On 15th April 1900, the year after “A Swiss Story” appeared in “The People’s Friend”, Elsie died at the early age of forty, when her son, Clem, was fourteen.
Later, he wrote: “Greater loss than that there is none. I always loved her devotedly, and more so when the terrible and incurable illness came over her.
“She was gone and I was empty, but her influence is still around me, guiding me in difficulties, cheering me in sorrow.
“Your mother is the best and truest friend you will ever have.”
When did you realise Elsie’s story was in our 150th Fiction Special?
Five years ago, I posted an article on my blog entitled “A reason to write”.
I opened the piece with mention of my familial ties to fiction writing; my great-grandmother, Elsie Walter, and her son Clement had been writers and poets.
Then, in September of this year I received an email from Charlotte Lauder, a student doing a PhD on popular Scottish magazines. Searching online, Charlotte had stumbled upon my blog and the mention of Elsie.
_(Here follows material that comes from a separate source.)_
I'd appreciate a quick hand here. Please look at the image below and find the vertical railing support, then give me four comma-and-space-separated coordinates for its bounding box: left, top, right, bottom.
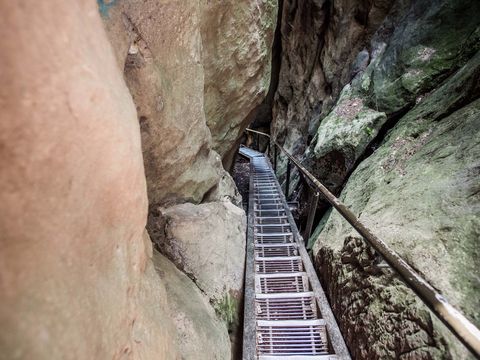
303, 189, 320, 242
285, 159, 291, 201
It delighted me to forward Charlotte a copy of my family history.
That Elsie would appear in “The People’s Friend: 150 years of Short Stories” one hundred and nineteen years after her death is truly amazing.
Tell us about your own writing career.
At the end of a career as an interior designer, I moved to Spain.
To keep a connection with my family, my daughter encouraged me to be a guest writer on her “mum’s’ blog”.
My stories were memoirs of my childhood in Scotland, and of my daughter’s in Leeds. I was in my mid-fifties and had written nothing beyond bland design specifications and dour business letters.
The stories were well received by the followers of her blog. Encouraged, I set up my blog.
Like my great-grandmother Elsie, I soon built up a following in USA, Canada, Australia and even Norway.
Many were exiled Scots who either identified with the stories, or had been at school with me.
The next step in my progression as a writer came when I returned to the UK.
Feeling I should step outside of my “memoir genre” comfort zone, I joined a creative writing group led by the poet James Nash.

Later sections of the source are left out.